Gian Clavell showed Thursday at the NBA Summer League why he was the Mountain West Player of the Year last season at Colorado State.
Playing for the Miami Heat, the 6-foot-4-inch shooting guard was aggressive on both ends of the floor against the Los Angeles Clippers. He found his spots on the floor, pestered and assailed anyone who fell under his defensive assignments, and even got a block on Clippers forward Shevon Thompson.
In 27 minutes, Clavell scored 20 points, hitting 5 of 9 from the field, including 4 of 8 on 3-pointers, and 6 of 6 from the free-throw line.
Miami summer league coach Chris Quinn was not surprised by what he saw.
“He was playing within himself,” Quinn said after the Heat’s 91-84 victory. “He got a lot of his shots in the flow of the offense.”
Last season at Colorado State, Clavell averaged 20.4 points, 6.3 rebounds, and 1.9 steals while playing almost 37 minutes a game for a team that had only seven players in a regular rotation. The Puerto Rico native led the Rams in steals and finished third in rebounds and blocks to earn a spot on the Mountain West all-defensive team.
But Clavell wasn’t drafted and was signed to a free-agent contract June 23.
“I think I can play in the NBA, I’ve proven that,” said Clavell, who has played in four of Miami’s five games, averaging 10.5 points in 23 minutes a game.
So how did Clavell go undrafted?
Is it because he played against competition such as Utah State, New Mexico or San Jose State? There is a line of thought that would classify any schools outside of traditional powerhouse programs as inferior basketball.
Did Clavell get overlooked because his conference lacked a Duke, Kentucky or North Carolina? Perhaps.

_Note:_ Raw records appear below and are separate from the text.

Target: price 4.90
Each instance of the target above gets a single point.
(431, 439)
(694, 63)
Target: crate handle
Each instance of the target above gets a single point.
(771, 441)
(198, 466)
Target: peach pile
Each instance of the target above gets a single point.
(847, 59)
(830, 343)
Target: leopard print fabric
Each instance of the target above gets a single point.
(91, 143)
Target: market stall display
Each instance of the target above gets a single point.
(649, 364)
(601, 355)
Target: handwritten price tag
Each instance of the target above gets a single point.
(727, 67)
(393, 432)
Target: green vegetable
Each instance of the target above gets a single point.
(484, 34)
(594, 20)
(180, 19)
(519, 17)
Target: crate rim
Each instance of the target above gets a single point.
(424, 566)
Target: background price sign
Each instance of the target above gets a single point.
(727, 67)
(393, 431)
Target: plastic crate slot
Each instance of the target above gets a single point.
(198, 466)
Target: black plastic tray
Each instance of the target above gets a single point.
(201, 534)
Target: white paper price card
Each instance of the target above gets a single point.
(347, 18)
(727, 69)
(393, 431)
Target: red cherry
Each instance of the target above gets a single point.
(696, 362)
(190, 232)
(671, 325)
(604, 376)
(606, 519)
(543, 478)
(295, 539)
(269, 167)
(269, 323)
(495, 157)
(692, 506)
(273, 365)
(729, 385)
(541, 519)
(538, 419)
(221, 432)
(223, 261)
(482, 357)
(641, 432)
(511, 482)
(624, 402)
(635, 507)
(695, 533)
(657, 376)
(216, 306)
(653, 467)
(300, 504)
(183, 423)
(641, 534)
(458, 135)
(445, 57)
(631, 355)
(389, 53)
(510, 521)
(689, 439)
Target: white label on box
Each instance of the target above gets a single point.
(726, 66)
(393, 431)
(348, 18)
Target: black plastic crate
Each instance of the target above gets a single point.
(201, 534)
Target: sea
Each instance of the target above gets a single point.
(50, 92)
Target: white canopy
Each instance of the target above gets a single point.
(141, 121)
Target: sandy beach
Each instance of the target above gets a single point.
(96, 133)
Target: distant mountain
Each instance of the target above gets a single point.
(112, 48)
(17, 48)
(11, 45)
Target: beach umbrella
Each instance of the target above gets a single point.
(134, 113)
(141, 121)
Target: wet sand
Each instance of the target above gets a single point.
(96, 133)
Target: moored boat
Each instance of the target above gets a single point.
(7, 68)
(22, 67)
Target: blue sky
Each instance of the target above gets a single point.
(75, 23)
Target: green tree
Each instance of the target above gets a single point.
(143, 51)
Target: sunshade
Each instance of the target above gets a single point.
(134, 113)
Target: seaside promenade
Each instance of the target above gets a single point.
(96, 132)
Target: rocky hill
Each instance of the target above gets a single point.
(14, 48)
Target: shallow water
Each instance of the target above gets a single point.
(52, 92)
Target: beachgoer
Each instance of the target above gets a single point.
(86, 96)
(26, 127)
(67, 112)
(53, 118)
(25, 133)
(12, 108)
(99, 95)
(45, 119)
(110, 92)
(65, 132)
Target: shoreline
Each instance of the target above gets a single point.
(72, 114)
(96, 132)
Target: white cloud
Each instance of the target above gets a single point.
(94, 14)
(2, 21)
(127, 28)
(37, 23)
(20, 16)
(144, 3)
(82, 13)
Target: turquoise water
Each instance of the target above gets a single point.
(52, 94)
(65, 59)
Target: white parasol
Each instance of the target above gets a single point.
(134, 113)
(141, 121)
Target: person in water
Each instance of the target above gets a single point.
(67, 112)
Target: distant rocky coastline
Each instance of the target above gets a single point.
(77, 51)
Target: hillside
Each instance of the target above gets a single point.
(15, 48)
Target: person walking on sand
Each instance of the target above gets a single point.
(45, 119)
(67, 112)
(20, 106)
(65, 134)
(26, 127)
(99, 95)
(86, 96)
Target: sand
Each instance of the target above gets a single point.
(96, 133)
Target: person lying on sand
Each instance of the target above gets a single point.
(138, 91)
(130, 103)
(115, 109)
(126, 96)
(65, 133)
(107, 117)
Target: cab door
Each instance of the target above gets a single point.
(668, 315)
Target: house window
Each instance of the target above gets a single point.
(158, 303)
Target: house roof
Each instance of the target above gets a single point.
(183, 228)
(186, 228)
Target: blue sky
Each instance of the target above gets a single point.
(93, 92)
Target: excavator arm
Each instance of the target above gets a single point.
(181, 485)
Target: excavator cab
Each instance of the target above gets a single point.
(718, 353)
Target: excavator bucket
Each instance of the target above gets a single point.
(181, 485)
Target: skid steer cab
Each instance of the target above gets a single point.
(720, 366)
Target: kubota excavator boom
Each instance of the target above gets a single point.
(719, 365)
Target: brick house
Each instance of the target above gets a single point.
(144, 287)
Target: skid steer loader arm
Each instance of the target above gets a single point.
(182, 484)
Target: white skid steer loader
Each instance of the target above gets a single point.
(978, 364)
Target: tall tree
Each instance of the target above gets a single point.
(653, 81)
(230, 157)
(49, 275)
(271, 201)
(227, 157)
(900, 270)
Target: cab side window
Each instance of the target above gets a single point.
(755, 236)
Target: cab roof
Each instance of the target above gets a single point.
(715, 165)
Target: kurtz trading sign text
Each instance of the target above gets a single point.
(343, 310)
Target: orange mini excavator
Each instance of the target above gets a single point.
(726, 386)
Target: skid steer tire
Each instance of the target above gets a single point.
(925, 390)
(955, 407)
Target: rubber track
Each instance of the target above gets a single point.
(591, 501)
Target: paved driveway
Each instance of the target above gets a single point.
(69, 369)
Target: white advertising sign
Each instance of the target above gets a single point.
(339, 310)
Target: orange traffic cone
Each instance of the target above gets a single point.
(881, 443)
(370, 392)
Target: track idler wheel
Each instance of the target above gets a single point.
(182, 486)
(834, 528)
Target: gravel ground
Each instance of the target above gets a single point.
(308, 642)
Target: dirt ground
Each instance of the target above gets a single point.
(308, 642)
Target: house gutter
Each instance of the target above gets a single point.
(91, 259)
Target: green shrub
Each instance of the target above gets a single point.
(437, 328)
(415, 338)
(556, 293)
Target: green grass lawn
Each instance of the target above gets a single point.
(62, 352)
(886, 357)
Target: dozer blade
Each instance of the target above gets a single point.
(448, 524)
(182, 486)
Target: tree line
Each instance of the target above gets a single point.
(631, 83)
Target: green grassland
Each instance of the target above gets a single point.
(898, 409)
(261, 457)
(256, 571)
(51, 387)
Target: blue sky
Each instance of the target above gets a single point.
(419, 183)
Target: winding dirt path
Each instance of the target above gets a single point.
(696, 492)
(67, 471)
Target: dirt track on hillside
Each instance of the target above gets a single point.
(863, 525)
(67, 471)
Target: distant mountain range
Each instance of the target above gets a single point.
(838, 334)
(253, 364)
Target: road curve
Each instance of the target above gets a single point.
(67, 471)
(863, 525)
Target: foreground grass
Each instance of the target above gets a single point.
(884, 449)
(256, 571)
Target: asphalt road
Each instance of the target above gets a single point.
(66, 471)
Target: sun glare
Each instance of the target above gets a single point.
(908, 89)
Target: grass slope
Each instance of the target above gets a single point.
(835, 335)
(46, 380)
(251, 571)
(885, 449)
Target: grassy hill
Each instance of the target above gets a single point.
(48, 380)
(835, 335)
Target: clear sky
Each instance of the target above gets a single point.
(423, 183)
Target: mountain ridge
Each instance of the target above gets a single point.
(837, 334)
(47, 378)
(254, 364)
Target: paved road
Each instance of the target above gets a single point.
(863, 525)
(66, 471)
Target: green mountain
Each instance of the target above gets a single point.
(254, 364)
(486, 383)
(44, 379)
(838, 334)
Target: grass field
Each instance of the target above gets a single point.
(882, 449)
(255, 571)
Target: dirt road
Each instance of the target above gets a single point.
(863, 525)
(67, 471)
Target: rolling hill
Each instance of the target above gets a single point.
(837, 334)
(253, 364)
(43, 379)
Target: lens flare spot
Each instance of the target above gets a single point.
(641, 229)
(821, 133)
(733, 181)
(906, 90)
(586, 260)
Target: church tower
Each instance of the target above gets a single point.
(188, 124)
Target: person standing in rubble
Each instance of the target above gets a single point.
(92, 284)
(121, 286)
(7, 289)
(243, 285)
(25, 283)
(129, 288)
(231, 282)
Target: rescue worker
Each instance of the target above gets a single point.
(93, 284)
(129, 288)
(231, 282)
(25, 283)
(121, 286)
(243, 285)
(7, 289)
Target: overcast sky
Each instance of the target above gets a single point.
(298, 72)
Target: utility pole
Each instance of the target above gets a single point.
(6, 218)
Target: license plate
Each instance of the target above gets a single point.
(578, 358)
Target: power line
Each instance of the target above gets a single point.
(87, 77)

But even without a blue chip basketball factory to cut his teeth against, it’s hard to deny his talent.
“I got everything, I just have to get adjusted to the pace of the game,” Clavell said. “Once that’s done, I can play in the NBA.”
Of course, everyone who laces his shoes up at the summer league says that, but there is a palpable sense of conviction that Clavell speaks with.
“People that have been in the NBA and are (currently) in the NBA tell me, ‘You got NBA potential. You can play in the NBA right now, it’s just a matter of who picks you,’” Clavell said.
Right now, he’s not considering playing overseas. Just the Heat.
“It’s about the best fit for you,” he said. “And what makes you feel like you’re going to get better.”
And if he doesn’t make Miami’s roster, Clavell said he’ll keep chasing his goals as long as he’s making progress.
“Just because, if I go G-League, doesn’t mean I get to stop dreaming,” he said. “Just keep working harder, and at the end of the day, I’ll make it. It’s a process just like everything else, you just have to be patient with it.”